Hillenbrand’s book chronicles the life of Zamperini—his early years as an unrepentant teenage ratbag; his time as a track star and as a young lieutenant serving in the Pacific; his imprisonment and torture at a Japanese POW camp; and how he emerged victorious from it all. The man was so inspiring that late last year, actress and director Angelina Jolie made a movie on Zamperini’s life. The Billy Graham Evangelistic Association filmed a video on Zamperini’s testimony of how God found him in a hot, stuffy tent, at one of Billy Graham’s evangelistic meetings that he had reluctantly agreed to attend with wife Cynthia. What a man!
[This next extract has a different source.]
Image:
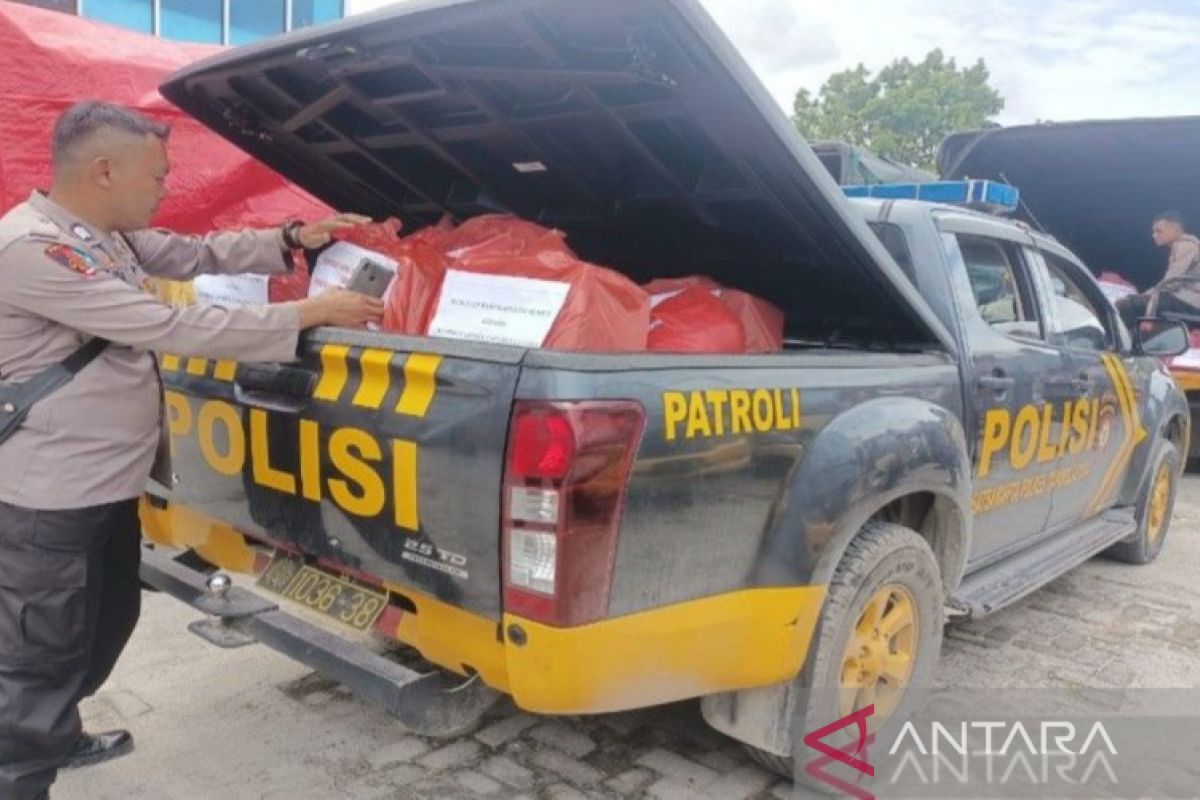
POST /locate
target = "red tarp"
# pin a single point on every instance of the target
(51, 60)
It is easy to skip through Zamperini’s brokenness, gloss over all the hardships he endured—the endless torture under enemy hands, his dreams haunted by former Japanese camp commander Mutsuhiro Watanabe, also known as Bird—skim through his gambling and alcohol addictions, and just focus on Zamperini the hero. Zamperini, the redeemed man who sought out his Japanese captors and forgave them. Zamperini, who went on to establish a camp for wayward teenagers. Yes, we all love Zamperini the hero.
But what I loved most about Zamperini’s story was how Jesus met him at his lowest—when he was a broken mess, a nothing, an alcoholic about to lose his marriage—but still used him. Zamperini was a big fat zero, but Jesus turned him into a hero.
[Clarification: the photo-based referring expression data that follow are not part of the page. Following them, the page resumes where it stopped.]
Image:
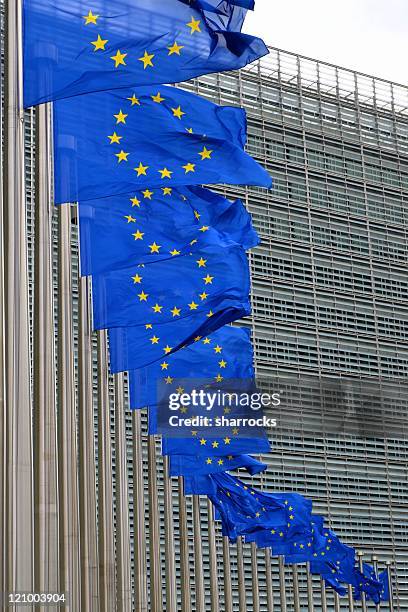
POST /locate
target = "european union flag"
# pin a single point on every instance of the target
(200, 465)
(116, 232)
(227, 353)
(119, 141)
(136, 347)
(170, 290)
(74, 47)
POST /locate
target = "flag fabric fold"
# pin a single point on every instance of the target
(115, 142)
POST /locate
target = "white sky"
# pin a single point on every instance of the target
(370, 36)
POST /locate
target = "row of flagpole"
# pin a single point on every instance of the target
(58, 519)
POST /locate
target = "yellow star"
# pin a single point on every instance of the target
(120, 117)
(122, 156)
(99, 44)
(205, 154)
(115, 139)
(175, 49)
(119, 59)
(158, 98)
(189, 168)
(141, 169)
(146, 59)
(135, 101)
(154, 248)
(90, 18)
(165, 173)
(194, 25)
(177, 112)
Heroes are moulded in the most fiery and trying of circumstances. They possess the fortitude to press on despite overwhelming challenges, and are admired for it.
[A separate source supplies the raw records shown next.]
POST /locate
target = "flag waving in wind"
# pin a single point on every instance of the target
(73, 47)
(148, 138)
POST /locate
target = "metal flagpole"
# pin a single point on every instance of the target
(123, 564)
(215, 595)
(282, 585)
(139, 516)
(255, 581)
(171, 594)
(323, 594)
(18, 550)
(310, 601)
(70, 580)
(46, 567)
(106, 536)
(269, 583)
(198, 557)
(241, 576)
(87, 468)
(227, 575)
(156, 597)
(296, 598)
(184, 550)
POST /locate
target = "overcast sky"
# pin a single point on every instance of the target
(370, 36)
Instrumental to Zamperini’s conversion was Graham, who probably felt like anything but a successful evangelist when he spent the first few weeks preaching to a half-empty tent. In Unbroken, Graham is described as having preached “for many hours a day, seven days a week, he preached to vast throngs . . . Graham’s weight was dropping, and dark semicircles shadowed his eyes”. Yet he pushed on, because the “success of it made him sure that Providence had other wishes”. The result? Zamperini was one of the many whose lives he touched.
Every hero has a story. And God has an impressive, unbroken record of turning nobodies into Very Important People. The Bible is full of heroes who started out as nobodies. David was a humble shepherd, Gideon was found hiding in a winepress, and Joseph was sold into slavery.
Maybe your life is hardly looking like that of a superhero. Instead of living in a mansion with a dedicated butler and cruising in a Batmobile, you’re in a cramped one-bedroom apartment, with a bank balance that has seen better days, and overwhelmed by the idea of life. Hardly hero material.
But just like the Zamperinis and the Grahams and the Bible greats, you have God. Life can be difficult, but He can make you victorious, more than a conqueror, an overcomer. You’re precious, you’re redeemed, and you’re loved by Him.
Because of God, you can achieve beyond your wildest imagination. Give your life to Him, and trust and obey His word. Be the hero that God wants you to be.